Books Online defines a transaction as a "sequence of operations performed as a single logical unit of work". 
In SQL a transaction has to satisfy four key properties that are abbreviated ACID
ACID is an acronym for for Atomic Consistent Isolated Durability.

There are two types of transactions in SQL Server, implicit and explicit, and they are differentiated
only by the way they are created.

Implicit transactions are used automatically by SQL Server to guarantee the ACID properties
of single commands. For example, if you wrote an update statement that modifi ed 10 rows, SQL
Server would run it as an implicit transaction so that the ACID properties would apply, and all 10
rows would be updated or none of them would.

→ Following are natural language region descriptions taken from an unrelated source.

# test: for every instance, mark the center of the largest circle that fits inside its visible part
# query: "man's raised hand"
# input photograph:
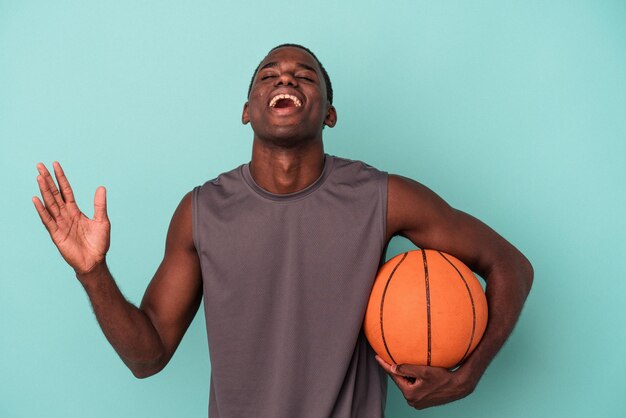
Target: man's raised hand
(82, 242)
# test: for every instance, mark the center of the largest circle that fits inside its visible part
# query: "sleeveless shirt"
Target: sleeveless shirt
(286, 281)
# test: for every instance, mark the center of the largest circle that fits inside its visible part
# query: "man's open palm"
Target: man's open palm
(82, 242)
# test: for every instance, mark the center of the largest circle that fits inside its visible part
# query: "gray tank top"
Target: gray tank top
(286, 283)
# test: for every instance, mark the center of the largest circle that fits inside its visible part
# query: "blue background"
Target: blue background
(512, 111)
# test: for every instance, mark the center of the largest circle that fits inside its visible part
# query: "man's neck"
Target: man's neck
(282, 170)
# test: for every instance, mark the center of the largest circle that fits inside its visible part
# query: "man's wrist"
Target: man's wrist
(91, 277)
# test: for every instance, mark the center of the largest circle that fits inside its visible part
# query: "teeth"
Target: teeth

Explicit transactions are started by using the BEGIN TRANSACTION T-SQL command and are stopped
by using the COMMIT TRANSACTION or ROLLBACK TRANSACTION commands.
Committing a transaction effectively means making the changes within the transaction permanent,
whereas rolling back a transaction means undoing all the changes that were made within the
transaction. Explicit transactions are used to group together changes to which you want to apply
the ACID properties as a whole, which also enables you to roll back the changes at any point if your
business logic determines that you should cancel the change.